Gengwang Li
2026
The Digital Dunning-Kruger Effect: Decoupling Hallucinations via Geometric Hidden-state Observation for Semantic Truthfulness
Yueheng Mao | Min Yu | Gengwang Li | Jianguo Jiang | Gang Li | Meng Zhang | Zhen Xu | Weiqing Huang | Ming Liu
Proceedings of the 64th Annual Meeting of the Association for Computational Linguistics (Volume 1: Long Papers)
Yueheng Mao | Min Yu | Gengwang Li | Jianguo Jiang | Gang Li | Meng Zhang | Zhen Xu | Weiqing Huang | Ming Liu
Proceedings of the 64th Annual Meeting of the Association for Computational Linguistics (Volume 1: Long Papers)

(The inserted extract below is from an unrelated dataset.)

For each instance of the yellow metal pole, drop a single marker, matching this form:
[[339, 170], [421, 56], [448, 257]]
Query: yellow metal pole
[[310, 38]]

Large Language Models (LLMs) often generate overconfident yet factually incorrect hallucinations. Current detection paradigms suffer from a trade-off between the high accuracy of computationally expensive black-box methods and the inability of white-box methods to detect stubborn hallucinations. To bridge this gap, we propose GHOST (Geometric Hidden-state Observation for Semantic Truthfulness), an efficient white-box framework for hallucination detection in LLMs. We primarily target confused hallucinations marked by internal reasoning instability, while also capturing stubborn hallucinations characterized by premature layer-wise convergence as a complementary signal. By integrating internal geometric dynamics with output probability distributions, GHOST constructs a high-dimensional feature space for non-linear truthfulness classification. Extensive evaluations on FinanceBench, RAGTruth, HaluEval, and PopQA show that GHOST outperforms white-box baselines and achieves competitive black-box performance while reducing computational overhead by over 90%, offering a robust solution for real-time detection.